Operating Costs & Distributions
As indicated above, the management fee for TYG is 0.95%. However, a truer indicator for investor returns is the fund's total operating costs. For full-year 2012, total operating expenses, including leverage costs and current taxes, reduced shareholder distributions by 3.36%. As a percent of assets, total distributions from investments in 2012 were 10.21%. Distributed cash flow to shareholders was therefore 10.21%-3.36% = 6.85%.

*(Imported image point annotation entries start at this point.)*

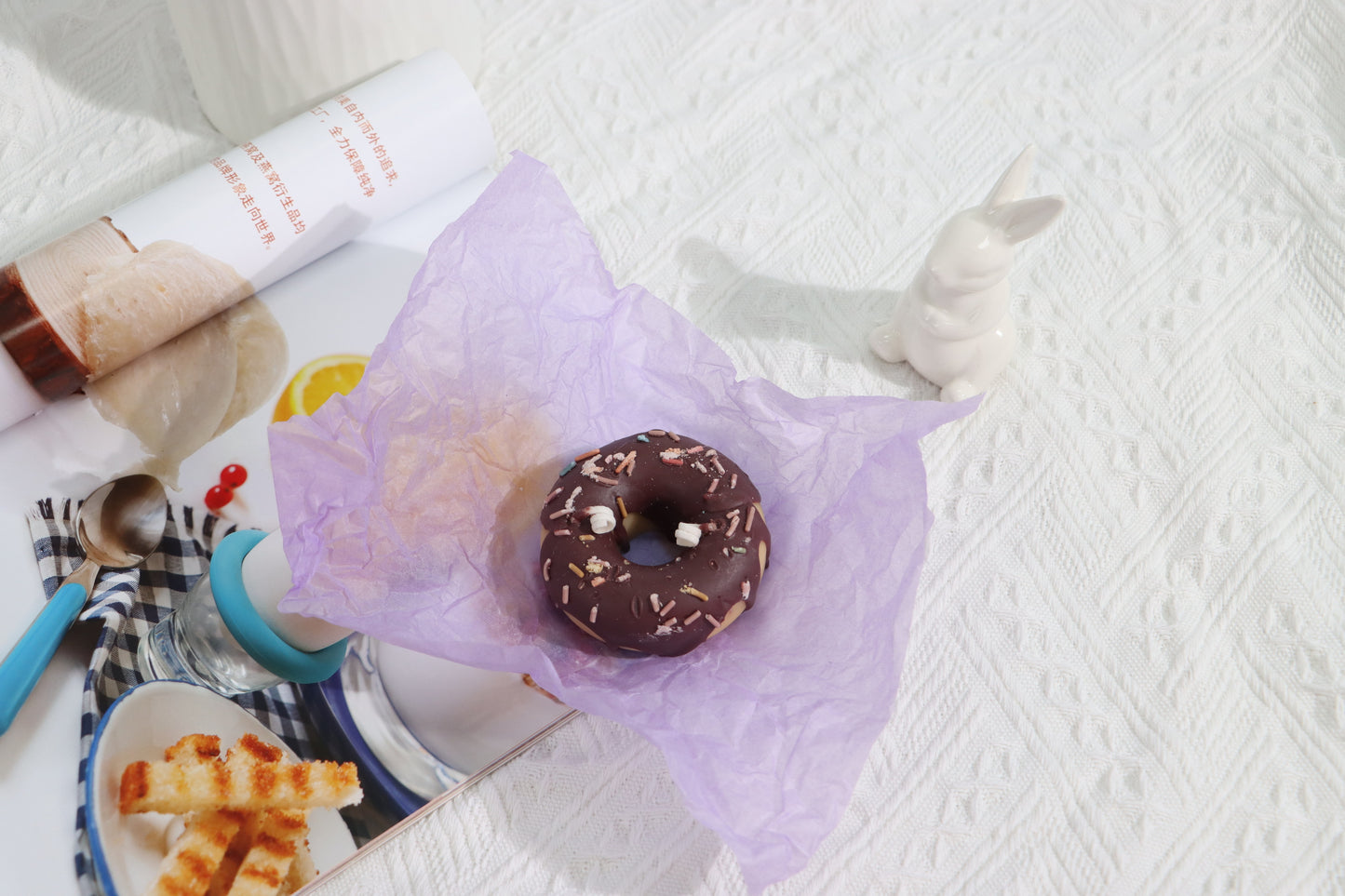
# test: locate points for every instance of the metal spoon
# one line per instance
(118, 525)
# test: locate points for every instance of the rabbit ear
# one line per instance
(1028, 217)
(1013, 181)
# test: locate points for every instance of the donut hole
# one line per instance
(647, 542)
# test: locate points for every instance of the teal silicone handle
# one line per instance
(21, 669)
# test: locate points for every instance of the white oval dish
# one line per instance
(127, 849)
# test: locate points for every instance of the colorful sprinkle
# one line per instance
(689, 590)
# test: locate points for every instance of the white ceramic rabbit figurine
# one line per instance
(952, 323)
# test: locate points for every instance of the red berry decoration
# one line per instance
(218, 497)
(233, 475)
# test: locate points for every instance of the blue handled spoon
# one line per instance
(118, 525)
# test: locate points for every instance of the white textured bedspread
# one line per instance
(1127, 657)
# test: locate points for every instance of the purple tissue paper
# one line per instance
(410, 512)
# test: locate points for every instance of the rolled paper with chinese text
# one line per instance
(87, 303)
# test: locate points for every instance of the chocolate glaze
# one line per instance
(670, 480)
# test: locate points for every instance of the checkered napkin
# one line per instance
(129, 603)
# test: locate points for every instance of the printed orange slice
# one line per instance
(316, 382)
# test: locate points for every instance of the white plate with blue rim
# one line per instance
(145, 720)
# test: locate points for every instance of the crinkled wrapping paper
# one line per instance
(410, 512)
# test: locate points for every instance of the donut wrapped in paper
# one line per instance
(410, 512)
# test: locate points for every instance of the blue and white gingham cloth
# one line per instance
(129, 603)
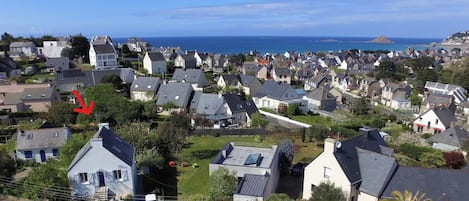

The top-5 holdings of the fund are listed below along with the percentage of total of the portfolio (as of 7/31/13):
Magellan Midstream Partners, L.P. (NYSE:MMP): 8.5%
Enterprise Products Partners, L.P. (NYSE:EPD): 7.1%
Plains All American Pipeline, L.P. (NYSE:PAA): 6.8%
Sunoco Logistics Partners, L.P. (NYSE:SXL): 6.0%
Boardwalk Pipeline Partners, L.P. (NYSE:BWP): 4.6%
These are all well established MLPs with excellent long-term records. The fund is broadly diversified: the top-10 holdings account for only 55.2% of total assets. Total distributions YTD have been $1.71/share and the last quarterly distribution was $0.57.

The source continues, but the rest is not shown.